Bila keberadaan suatu lembaga di bawah naungan UIN Jakarta tidak diikat dengan peraturan yang jelas, detil, dan komperhensif, maka jangan heran bila nanti terjadi konflik antar lembaga mahasiswa. Semua lembaga intra kampus di bawah naungan UIN Jakarta memang harus dibekali Peraturan dan SOP (Standar Operasional dan Prosedur) yang resmi, detail, serta komprehensif agar semua berjalan secara harmonis.
KILAS BALIK
Sejak 1997 silam, Saya mengikuti perubahan sistem kelembagaan mahasiswa dari sistem perwakilan kelas (sampai tahun 1999), kemudian menjadi sistem student government (sampai tahun 2012), sampai kembali lagi dengan sistem perwakilan kelas (sejak tahun 2013 sampai sekarang). Perubahan tersebut merupakan realitas atas dinamika lembaga mahasiswa dalam berproses mengurus dirinya sendiri.
Bila bicara tentang Lembaga Kemahasiswaan yang berada di bawah naungan UIN Jakarta, maka Bagian Kemahasiswaan menjadi Pusat Tata Kelolanya dan berada dibawah komando Wakil Rektor Bidang Kemahasiswaan.
Pada masa Sistem Student Government (SG) yang menggunakan pola representasi Partai Mahasiswa, Bagian kemahasiswaan justru terbantu oleh Hasil Ketetapan Kongres Mahasiswa Universitas (KMU) yang mengatur tata laksana lembaga kemahasiswaan, tata kelola anggaran mahasiswa, dan ketetapan yang mengikat seluruh elemen lembaga intra kampus.
Pada tahun 2011, Saya bersama beberapa alumnus tokoh SG (Tb. Ace Hasan Syadzili dan Burhanuddin Muhtadi) diundang dalam Workshop SG untuk para anggota KMU UIN Jakarta. Rekomendasinya adalah SG tetap dilanjutkan, diperbaki sistemnya, dan dipersilakan Kongres Mahasiswa menindaklanjutinya. Sayangnya Mahasiswa paska Pemilu Raya 2012 terjadi kebuntuan dalam menyikapi hasil Pemira. Sehingga terjadi kekosongan kekuasaan di Dewan Perwakilan Mahasiswa Universitas (DPMU) dan Badan Eksekutif Mahasiswa Universitas (BEMU). Hanya UKM yang dapat berjalan terus tanpa mitranya: BEMU dan DPMU.

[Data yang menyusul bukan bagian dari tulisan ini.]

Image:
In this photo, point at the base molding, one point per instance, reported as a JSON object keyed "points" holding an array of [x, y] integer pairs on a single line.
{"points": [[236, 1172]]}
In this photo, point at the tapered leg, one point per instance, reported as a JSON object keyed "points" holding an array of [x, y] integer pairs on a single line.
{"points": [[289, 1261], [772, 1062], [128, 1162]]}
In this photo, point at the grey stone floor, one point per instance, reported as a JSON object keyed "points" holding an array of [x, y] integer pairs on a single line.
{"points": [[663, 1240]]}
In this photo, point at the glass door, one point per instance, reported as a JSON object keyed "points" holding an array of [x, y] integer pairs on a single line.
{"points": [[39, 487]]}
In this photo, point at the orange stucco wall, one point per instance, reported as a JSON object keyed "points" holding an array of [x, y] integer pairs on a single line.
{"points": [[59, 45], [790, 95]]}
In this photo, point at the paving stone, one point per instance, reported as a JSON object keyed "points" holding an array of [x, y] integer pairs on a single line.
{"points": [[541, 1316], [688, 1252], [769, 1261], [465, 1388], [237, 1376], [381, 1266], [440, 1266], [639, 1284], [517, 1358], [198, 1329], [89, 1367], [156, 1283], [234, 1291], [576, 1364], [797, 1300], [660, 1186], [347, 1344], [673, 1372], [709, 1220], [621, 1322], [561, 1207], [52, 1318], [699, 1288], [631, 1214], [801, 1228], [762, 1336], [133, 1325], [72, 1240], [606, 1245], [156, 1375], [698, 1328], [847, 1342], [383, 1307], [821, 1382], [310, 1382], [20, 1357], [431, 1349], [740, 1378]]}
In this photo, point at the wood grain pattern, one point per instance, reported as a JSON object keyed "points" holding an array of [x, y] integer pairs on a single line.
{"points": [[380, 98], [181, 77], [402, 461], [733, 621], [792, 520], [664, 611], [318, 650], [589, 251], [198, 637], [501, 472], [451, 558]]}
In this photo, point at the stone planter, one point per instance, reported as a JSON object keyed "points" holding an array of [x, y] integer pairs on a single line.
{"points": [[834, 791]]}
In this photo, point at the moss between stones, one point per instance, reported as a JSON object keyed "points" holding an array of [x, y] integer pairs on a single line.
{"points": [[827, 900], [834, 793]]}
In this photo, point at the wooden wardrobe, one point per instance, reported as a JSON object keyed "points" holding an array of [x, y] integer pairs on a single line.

Akhirnya tahun 2013, demi terisinya kembali Lembaga Eksekutif dan Leglisatif Mahasiswa tingkat Universitas, maka Wakil Rektor Bidang Kemahasiswaan, Sudarnoto Abdul Hakim membuat keputusan Pelaksanaan Pemilu Raya Mahasiswa dengan sistem representasi perwakilan kelas. Keputusan tersebut setelah satu tahun (2012) mahasiswa tidak menindak lanjuti sistem SG.
Pastinya SG bukan dibubarkan, tapi bubar dgn sendirinya. Para Partai Mahasiswa yang ada saat itu: Parma, PPM, PIM, Progresive, dan Boenga tidak berkonsolidasi menyelamatkan SG. SG pun vakum dan akhirnya bubar dengan sendirinya.
Sayangnya proses konsolidasi antar lembaga kemahasiswaan untuk membuat sistem yang lebih baik paska SG selama 4 tahun belakangan ini (2013-2017) belum menghasilkan sistem dan pola yang lebih baik dan komperhensif. Akibatnya banyak hal yang berkaitan dengan Lembaga Kemahasiswaan belum memiliki acuan resminya.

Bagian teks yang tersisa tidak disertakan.